Id. The ALJ declined to postpone the hearing. On November 13, 2018, the SSA’s Office of Hearings Operations sent a “Notice of Hearing – Important Reminder,” indicating that the video hearing remained scheduled for the morning of November 26th in Minneapolis. R. 159–60. This notice indicated that if Ms. B failed to appear at the hearing and did not provide a good explanation, the ALJ would dismiss the hearing request. R. 159. On the morning of the hearing, Ms. B’s attorney contacted the ALJ’s office to say that neither he nor Ms. B would be present. R. 165. The attorney told the ALJ’s staff that the reason he and Ms. B would not appear was “due to severe weather and road conditions.” Id. Because the October 11, 2018 letter requesting a postponement had raised the issue of possible severe weather, the ALJ’s assistant “checked weather.com for current weather conditions in the claimant’s town as well as Minneapolis, the hearing site. Both state that current weather conditions were cold and cloudy to partly cloudy with no precipitation.” Id. Because neither Ms. B nor her attorney appeared at the video hearing, the ALJ sent a letter indicating that Ms. B would “need to show good cause if [she] still want[ed] to have a hearing with an administrative law judge.” R. 172. Enclosed with the letter was a form entitled “Request to Show Cause for Failure to Appear.” The form includes several blank lines for an explanation of the claimant’s reasons for missing the hearing. R. 173. Ms. B’s attorney completed the form on December 5, 2018, providing the following explanation: The Claimant, her witnesses, and I were unable to attend the hearing in Minneapolis on 11/26/2018 due to hazardous weather + road conditions. The one- way travel distance to the hearing site is about 100 miles. The 2 lane highway to Minneapolis has an elevated accident rate under the best conditions. The claimant’s husband (driver) is physically disabled. Weather conditions were freezing precipitation.

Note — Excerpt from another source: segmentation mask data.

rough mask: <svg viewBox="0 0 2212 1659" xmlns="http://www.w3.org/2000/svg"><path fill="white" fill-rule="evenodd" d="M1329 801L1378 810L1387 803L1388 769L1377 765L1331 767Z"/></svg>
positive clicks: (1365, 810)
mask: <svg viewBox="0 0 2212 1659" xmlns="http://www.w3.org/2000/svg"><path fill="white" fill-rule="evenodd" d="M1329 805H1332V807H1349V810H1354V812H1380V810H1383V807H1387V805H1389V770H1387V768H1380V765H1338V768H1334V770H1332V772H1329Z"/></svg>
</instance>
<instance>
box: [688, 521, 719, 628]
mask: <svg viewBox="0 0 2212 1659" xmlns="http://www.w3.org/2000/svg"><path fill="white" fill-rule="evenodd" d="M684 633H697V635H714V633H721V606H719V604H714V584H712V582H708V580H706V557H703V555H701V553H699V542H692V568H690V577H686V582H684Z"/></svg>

R. 175. He also indicated that on the day of the hearing he notified the ALJ’s office that he and the claimant would not be appearing for the hearing that day. Id. On January 15, 2019, the ALJ issued a written decision dismissing Ms. B’s request for a hearing. R. 18–20.2 Citing the relevant provisions of 20 C.F.R. § 404.957, a regulation that allows an ALJ to dismiss a hearing request for failure to appear, the ALJ explained that Ms. B and her attorney received notice of the hearing in August 2018. R. 18. Next, the ALJ observed that Ms. B and her attorney signed and returned a form acknowledging that they received the notice of hearing and indicated that they would be present in Minneapolis at the arranged time. Id. The ALJ also noted that on September 20, 2018, Ms. B’s attorney submitted a request for reimbursement for a hotel for himself, the claimant, and her witness for both the day before the scheduled hearing and the date of the hearing itself due to the possibility of bad road conditions. R. 18–19. The ALJ observed that Ms. B’s attorney would not agree to a phone hearing during the October 1, 2018 phone conversation with the ALJ’s assistant. R. 19. The ALJ then recounted that in response to the attorney’s October 11, 2018 letter requesting a postponement, the ALJ’s legal assistant called the attorney “to inform him that the request to reschedule the hearing was being denied.” R. 19. The ALJ’s assistant informed Ms. B’s attorney that “the hearing would go forward as scheduled unless there was extreme weather on the day before or the day of the hearing. In the case of severe weather, the [ALJ] would then approve the postponement request.” Id.

2 The ALJ’s dismissal order is also found at R. 24–26. Although Ms. B’s attorney called on the date of the hearing claiming that “severe weather and severe road conditions” prevented Ms.